Roberto Campos, por exemplo, foi redimido depois de figurar por dez anos entre os alvos preferenciais da ferocidade de Francis. “Escrevi coisas brutais sobre Campos”, penitenciou-se. “São erradas. Retiro-as”. Em 1993, no jantar de encerramento de um seminário em Porto Alegre de que participou como palestrante, sentei-me com meu amigo na mesa em que estava Roberto Campos. Depois de cumprimentar o ex-inimigo à sua esquerda, virou-se para mim e gracejou: “Quem diria, hein? Agora estou à direita até do Roberto Campos”.
A disposição para mudar de ideia tinha limites. José Sarney, por exemplo, nunca deixou de ser o símbolo da jequice brasileira, filha da esperteza dos que mandam e da ignorância dos que obedecem. “Um amigo me disse que tubarões andaram à caça de Sarney”, escreveu em 2 de janeiro de 1988. “Já comecei a babar diante dessa possibilidade. Aí está uma solução”.

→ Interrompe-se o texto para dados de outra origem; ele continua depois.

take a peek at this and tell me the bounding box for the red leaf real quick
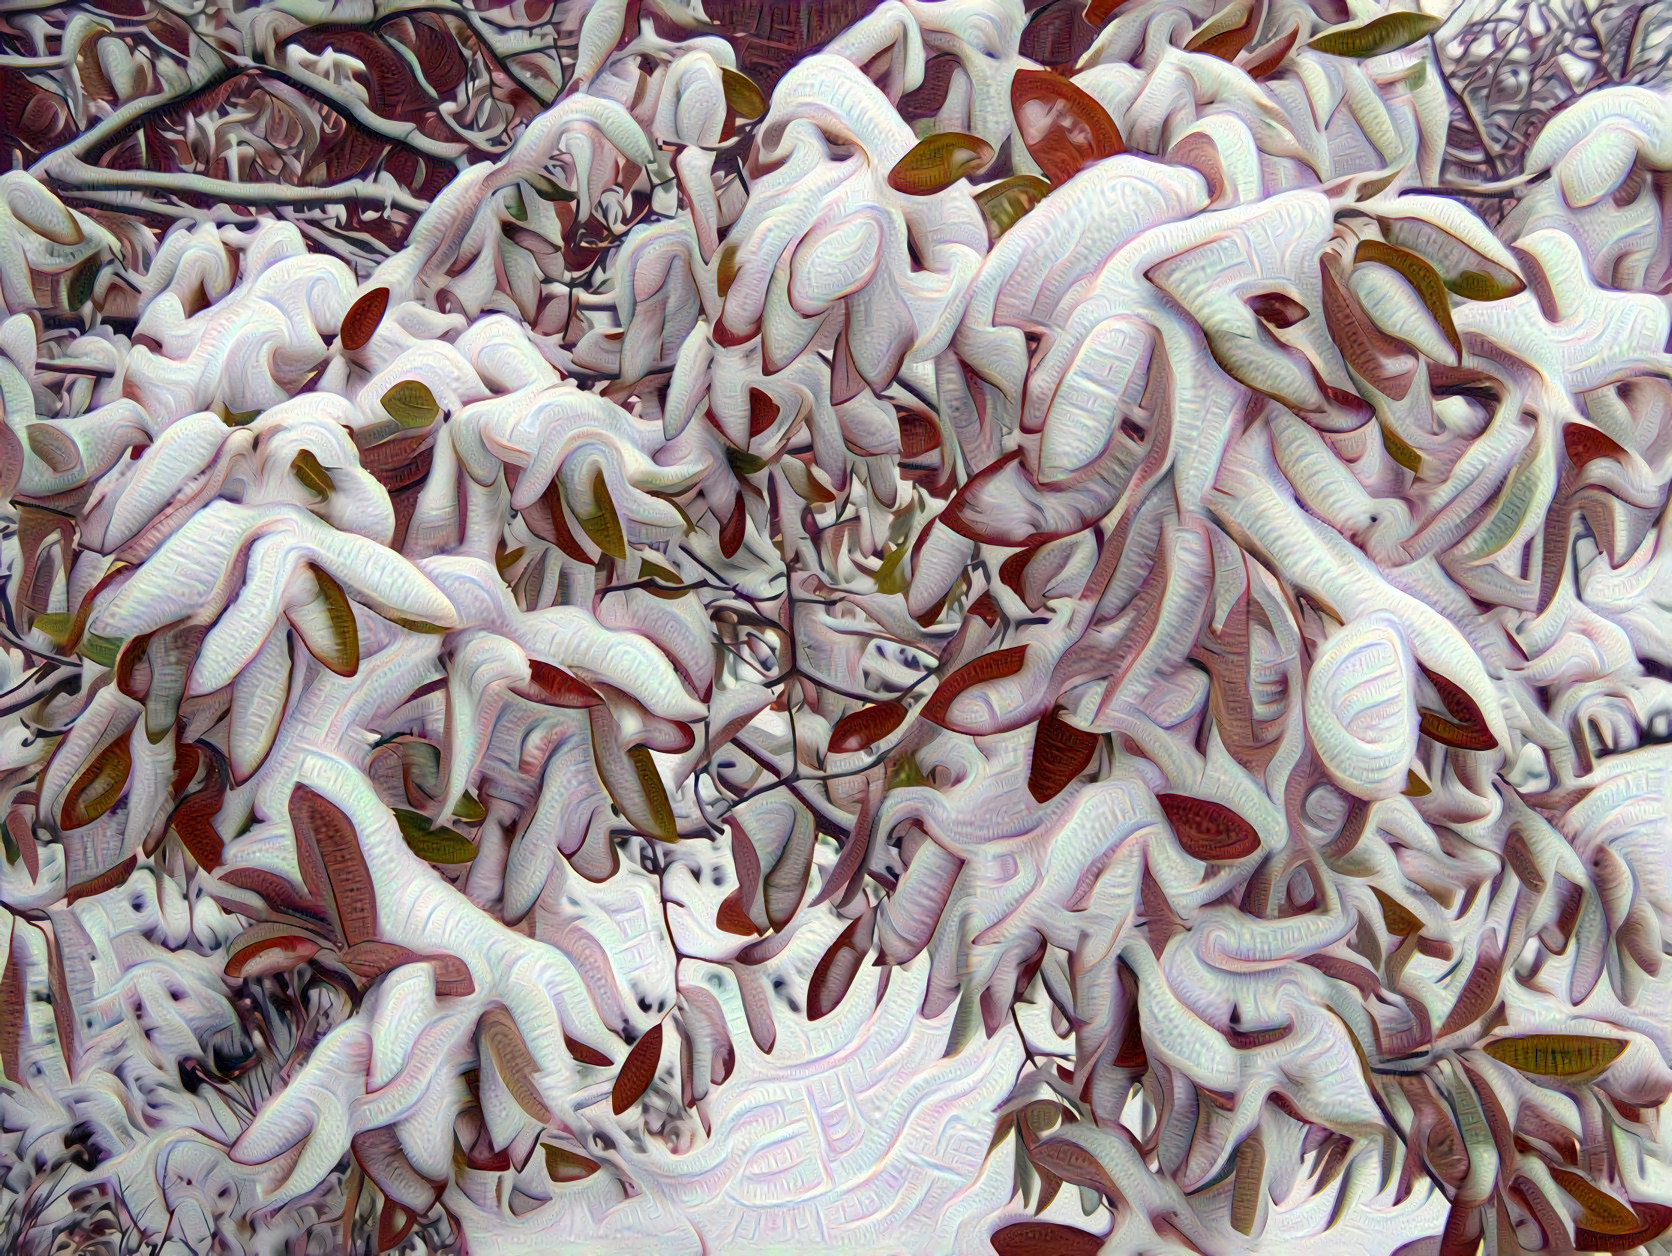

A argúcia excepcional e o ceticismo congênito somaram-se para apressar a decepção com Luiz Inácio Lula da Silva, reiterada na coluna “Admirei Lula quando apareceu”, escreveu em 16 de agosto de 1985. “Enfim, um líder sindical que cuidava do pão e manteiga dos trabalhadores, o que é essencial à modernização capitalista do Brasil. Durou pouco. Lula me parece ter sido envolvido pela grã-finagem esquerdista do Morumbi e adjacências. Hoje, repete as mesmas sandices populistas que ouvimos desde os tempos de Jango Goulart”.
Nas eleições de 1989, apoiou Fernando Collor ─ que reduziria a pó depois das bandalheiras que resultaram no impeachment ─ movido pela ojeriza a dois fantasmas muito caros ao PT: a interferência excessiva do Estado e o aparelhamento da máquina pública. Francis antecipou em mais de 20 anos o cenário deste 2012. O que diria o polemista sem medos se sobrevivesse para saber a que ponto pode chegar um país em adiantada decomposição moral?
Como trataria os ministros que perderam o emprego por safadeza explícita mas seguem impunes e em liberdade? O que faria depois de confrontado com o primeiro presidente da República que nunca leu um livro nem sabe escrever? Como reagiria aos palavrórios sem pé nem cabeça de Dilma Rousseff? Pena que a morte prematura tenha privado o Brasil decente das respostas a essas e tantas outras perguntas. A jornalista Sonia Nolasco, mulher de Francis, decidiu que o marido seria enterrado com aquele par de óculos de lentes grossas sob a testa. Ele partiu com cara de quem continuaria enxergando as coisas como as coisas são.